Two teams compete against each other in a rectangular arena, trying to kick a ball into the other teams goal to score points. Much like soccer or ice hockey. Each player of a team is called a pod, hence the name of the project. The pods and ball are circular objects that can move in any direction on the plane but are subject to inertia and friction.

But what is more important than the game itself is the way the teams are controlled: Teams are controlled by program modules that are up to you to conceive and develop! That is the programming contest part of Podball.

This is comparable to the Soccer Simulation League variant of ​Robocup, except that the Podball physics and interface are much much simpler and easier to master.

Podball specifies a simple interface to which client code can connect to control the behavior of a team of pods on the field.

Currently, and for historic reasons, only a Windows DLL interface is available and fully specified. But it is planned to extend the interface to scripting languages like Lua, Javascript or Python, in order to allow control of a Podball team from within those environments too.

History of the Project

The first discussion about a ball game based artificial intelligence contest date back to the year 2001, where a guy named Der Sensemann posted an according idea on the German BuHa discussion board: ​http://www.buha.info/board/showthread.php?t=13959 . I (Scrontch) joined the project after having read a post on the German ​C++ Forum. I coined the name Podball and also designed the logos and first web page.

With Sensemann and me as a core team, we coded the first version of the game. I developed the core physics engine (C++), while Sensemann concentrated on the main GUI application (written in Delphi) that should load the engine and the different plug-in modules. It was a particularity of the project that we developed both parts completely independently (public hosted source code versioning systems were not widespread at that time).

Later, another guy named Noil joined in and coded the match viewer module. He also provided the web space for our first public appearance.
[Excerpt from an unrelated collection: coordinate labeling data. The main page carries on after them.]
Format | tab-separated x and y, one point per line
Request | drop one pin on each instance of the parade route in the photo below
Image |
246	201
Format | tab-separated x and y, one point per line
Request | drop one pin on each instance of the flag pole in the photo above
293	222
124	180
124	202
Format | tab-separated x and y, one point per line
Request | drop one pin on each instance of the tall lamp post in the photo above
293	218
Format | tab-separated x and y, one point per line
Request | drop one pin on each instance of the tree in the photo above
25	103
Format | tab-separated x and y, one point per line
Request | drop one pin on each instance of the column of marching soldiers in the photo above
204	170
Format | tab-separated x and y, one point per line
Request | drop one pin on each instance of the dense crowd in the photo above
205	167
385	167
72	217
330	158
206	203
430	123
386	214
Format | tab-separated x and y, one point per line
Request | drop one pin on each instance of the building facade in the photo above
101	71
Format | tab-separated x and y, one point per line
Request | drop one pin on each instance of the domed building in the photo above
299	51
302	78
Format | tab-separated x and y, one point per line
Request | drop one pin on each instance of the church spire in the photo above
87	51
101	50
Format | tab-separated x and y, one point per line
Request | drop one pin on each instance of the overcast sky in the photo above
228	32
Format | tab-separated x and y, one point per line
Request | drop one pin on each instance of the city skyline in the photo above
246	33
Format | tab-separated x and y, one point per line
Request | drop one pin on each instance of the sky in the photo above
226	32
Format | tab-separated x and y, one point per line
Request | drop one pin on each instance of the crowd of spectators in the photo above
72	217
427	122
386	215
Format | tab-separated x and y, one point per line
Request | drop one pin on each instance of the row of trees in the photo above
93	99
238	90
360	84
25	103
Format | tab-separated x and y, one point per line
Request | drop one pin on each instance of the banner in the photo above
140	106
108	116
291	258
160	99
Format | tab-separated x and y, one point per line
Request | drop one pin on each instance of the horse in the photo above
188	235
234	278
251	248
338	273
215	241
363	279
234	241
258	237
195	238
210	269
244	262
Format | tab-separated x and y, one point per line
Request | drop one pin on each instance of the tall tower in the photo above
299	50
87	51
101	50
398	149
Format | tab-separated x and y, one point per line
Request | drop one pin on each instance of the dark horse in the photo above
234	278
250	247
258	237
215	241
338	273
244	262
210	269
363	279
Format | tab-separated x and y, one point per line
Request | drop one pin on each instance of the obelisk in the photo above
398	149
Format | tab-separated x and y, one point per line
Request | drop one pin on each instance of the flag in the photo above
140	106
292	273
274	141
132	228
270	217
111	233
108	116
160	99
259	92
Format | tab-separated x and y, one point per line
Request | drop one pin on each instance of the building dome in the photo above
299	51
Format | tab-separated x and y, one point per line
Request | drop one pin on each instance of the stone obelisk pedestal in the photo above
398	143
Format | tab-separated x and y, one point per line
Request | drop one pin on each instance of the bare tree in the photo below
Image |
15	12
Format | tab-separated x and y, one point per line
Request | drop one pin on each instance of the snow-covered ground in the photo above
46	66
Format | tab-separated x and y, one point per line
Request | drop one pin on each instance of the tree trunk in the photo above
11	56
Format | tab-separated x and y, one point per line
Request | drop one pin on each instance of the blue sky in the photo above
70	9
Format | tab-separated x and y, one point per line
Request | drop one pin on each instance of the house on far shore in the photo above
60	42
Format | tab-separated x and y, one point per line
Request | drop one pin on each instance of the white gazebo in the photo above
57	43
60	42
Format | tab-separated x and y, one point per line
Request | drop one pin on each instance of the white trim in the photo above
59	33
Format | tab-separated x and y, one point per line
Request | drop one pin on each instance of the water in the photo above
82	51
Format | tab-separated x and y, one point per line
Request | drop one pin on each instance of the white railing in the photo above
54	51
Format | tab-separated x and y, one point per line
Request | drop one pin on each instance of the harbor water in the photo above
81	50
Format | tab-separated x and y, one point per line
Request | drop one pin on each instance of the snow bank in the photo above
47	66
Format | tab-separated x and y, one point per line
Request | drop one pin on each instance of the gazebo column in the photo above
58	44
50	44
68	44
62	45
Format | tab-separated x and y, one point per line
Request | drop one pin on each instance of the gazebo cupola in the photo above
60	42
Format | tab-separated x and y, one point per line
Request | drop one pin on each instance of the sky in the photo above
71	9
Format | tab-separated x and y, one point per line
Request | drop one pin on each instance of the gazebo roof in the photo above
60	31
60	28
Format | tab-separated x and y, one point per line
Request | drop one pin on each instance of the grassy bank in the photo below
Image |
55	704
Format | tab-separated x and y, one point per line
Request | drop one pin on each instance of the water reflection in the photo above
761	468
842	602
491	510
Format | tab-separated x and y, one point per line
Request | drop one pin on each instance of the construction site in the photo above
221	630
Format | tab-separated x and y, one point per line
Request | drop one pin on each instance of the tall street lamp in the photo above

Unfortunately, Noil later disappeared without leaving any traces or contacts. The contest had had some contributions from other module coders, but it never gained the momentum we had hoped for. So the project silently died out at the end of 2001.

In 2010, nearly 10 years later, I (Scrontch) was trying to revive the project. I have re-used most parts of the well proven game engine and completely rewritten the loader and viewer parts. Also, the API has been completely reworked, in order to simplify it significantly.